Many families who fled Hawiga have endured perilous journeys to reach safety, walking for several days and crossing areas littered with improvised explosive devices. Several people have been killed or injured due to IEDs or sniper fire.
Around half of those displaced from Hawiga and surrounding areas – some 30,000 people – are sheltered in UNHCR-built camps in Kirkuk Governorate. Last month, the agency opened a new camp, Laylan 2, with a capacity to host some 5,500 displaced persons to accommodate the new arrivals, as three other displacement camps, Daquq, Laylan and Nazrawa, had filled up. However, Laylan 2 is now almost full, with 4,152 displaced persons. The Iraqi Ministry of Migration and Displacement and the Kirkuk authorities are currently building another new camp, Laylan 3, which could shelter 30,000 people.
UNHCR and partners have provided tents and kitchen sets, as well as heaters, kerosene, blankets, mattresses and plastic sheets to help families during the winter months as temperatures plummet.
Other large numbers of Hawiga-displaced are staying in neighbouring Salah al-Din Governorate, the majority in urban areas, including unfinished buildings and informal settlements. UNHCR’s Al Alam camp is hosting nearly 3,000 people. While other groups are sheltered in different governorates, including more than 1,400 people staying in UNHCR’s Debaga 2 and Debaga Stadium sites in Erbil Governorate. All families have been provided with a tent and emergency relief items, including mattresses, blankets and kitchen items.

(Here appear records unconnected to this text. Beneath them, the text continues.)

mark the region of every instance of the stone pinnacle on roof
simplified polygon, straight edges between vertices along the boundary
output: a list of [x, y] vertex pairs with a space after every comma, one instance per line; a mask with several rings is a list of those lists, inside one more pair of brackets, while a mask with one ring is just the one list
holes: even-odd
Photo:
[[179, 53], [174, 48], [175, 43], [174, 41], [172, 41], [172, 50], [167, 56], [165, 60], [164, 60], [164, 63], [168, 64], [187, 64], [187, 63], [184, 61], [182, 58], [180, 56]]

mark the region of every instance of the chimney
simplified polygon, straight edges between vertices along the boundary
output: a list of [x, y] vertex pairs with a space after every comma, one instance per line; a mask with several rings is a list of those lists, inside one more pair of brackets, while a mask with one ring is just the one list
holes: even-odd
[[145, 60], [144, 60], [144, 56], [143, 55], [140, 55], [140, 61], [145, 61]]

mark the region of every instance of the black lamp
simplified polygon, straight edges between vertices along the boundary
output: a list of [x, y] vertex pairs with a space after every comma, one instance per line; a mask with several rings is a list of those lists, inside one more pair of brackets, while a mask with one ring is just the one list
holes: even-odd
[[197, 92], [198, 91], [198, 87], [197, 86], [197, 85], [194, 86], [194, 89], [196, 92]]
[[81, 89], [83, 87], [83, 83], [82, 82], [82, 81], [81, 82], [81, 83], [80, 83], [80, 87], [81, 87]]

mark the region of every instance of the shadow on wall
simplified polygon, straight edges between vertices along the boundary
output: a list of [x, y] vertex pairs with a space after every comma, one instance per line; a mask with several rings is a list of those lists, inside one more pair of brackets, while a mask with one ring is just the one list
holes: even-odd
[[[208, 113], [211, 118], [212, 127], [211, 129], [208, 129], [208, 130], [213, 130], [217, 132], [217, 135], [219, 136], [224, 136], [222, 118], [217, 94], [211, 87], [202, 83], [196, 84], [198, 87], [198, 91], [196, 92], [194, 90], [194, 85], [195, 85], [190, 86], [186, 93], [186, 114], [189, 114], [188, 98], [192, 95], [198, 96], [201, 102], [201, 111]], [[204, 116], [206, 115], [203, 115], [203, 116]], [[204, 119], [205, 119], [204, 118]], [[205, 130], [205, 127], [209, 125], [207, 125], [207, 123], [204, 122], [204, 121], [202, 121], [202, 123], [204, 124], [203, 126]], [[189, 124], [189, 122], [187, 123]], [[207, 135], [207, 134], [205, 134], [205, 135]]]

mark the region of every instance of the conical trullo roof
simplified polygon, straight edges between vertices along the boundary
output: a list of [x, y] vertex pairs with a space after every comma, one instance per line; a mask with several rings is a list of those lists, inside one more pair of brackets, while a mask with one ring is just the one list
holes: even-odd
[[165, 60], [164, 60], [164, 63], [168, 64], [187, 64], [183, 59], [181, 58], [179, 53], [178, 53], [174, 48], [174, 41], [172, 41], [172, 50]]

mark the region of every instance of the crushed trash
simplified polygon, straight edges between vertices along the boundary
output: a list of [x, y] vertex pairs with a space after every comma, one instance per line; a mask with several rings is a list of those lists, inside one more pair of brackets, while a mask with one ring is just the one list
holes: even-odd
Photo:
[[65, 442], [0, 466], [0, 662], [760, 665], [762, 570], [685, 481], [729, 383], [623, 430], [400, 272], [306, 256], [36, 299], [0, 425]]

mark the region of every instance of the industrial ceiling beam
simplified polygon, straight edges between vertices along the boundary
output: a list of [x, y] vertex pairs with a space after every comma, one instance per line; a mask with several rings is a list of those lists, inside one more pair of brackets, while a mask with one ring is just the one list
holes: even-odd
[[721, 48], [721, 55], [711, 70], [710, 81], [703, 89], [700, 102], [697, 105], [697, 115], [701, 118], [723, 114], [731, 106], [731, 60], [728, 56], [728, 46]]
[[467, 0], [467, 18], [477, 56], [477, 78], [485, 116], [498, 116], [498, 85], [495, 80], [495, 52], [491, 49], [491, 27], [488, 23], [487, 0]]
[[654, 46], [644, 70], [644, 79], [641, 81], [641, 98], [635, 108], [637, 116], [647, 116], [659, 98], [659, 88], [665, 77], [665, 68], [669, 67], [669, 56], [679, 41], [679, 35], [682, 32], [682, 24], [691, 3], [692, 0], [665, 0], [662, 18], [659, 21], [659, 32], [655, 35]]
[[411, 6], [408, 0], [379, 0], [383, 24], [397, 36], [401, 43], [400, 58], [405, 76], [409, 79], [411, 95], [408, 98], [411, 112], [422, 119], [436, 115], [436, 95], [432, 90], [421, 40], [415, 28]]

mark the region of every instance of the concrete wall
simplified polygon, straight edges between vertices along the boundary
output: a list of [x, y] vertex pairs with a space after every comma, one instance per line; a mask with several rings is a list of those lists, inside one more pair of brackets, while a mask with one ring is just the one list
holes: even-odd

“While the eyes of the world have been focussed on events in Mosul, it is important to remember that tens of thousands of people in Hawiga and surrounding areas have also been seriously affected by conflict and a dramatically worsening humanitarian situation”, said Bruno Geddo, UNHCR’s Representative in Iraq, who visited Al Alam camp this week. “People I talked to from Hawiga described desperate scenes of life there, the enormous difficulties they faced if they stayed and the terrible risks they would have to take in order to flee.
“They also told me food prices had soared. For example, rice prices had increased ten-fold or more, putting basic items beyond the reach of most families. Water and medical supplies are also running out.”
UNHCR remains extremely concerned about the safety of civilians in Hawiga and urges all parties in the conflict to ensure civilians are not prevented from leaving and are allowed to access safe areas. UNHCR will continue to provide them with shelter and life-saving assistance when they reach our camps.
Before 2014, when Hawiga came under the control of armed groups, the district had an estimated population of around 288,000, including 117 000 in Hawiga town and peri-urban areas. Large numbers of people continue to flee Hawiga, seeking safety in surrounding areas, ahead of an expected military offensive to regain control of the district by government forces.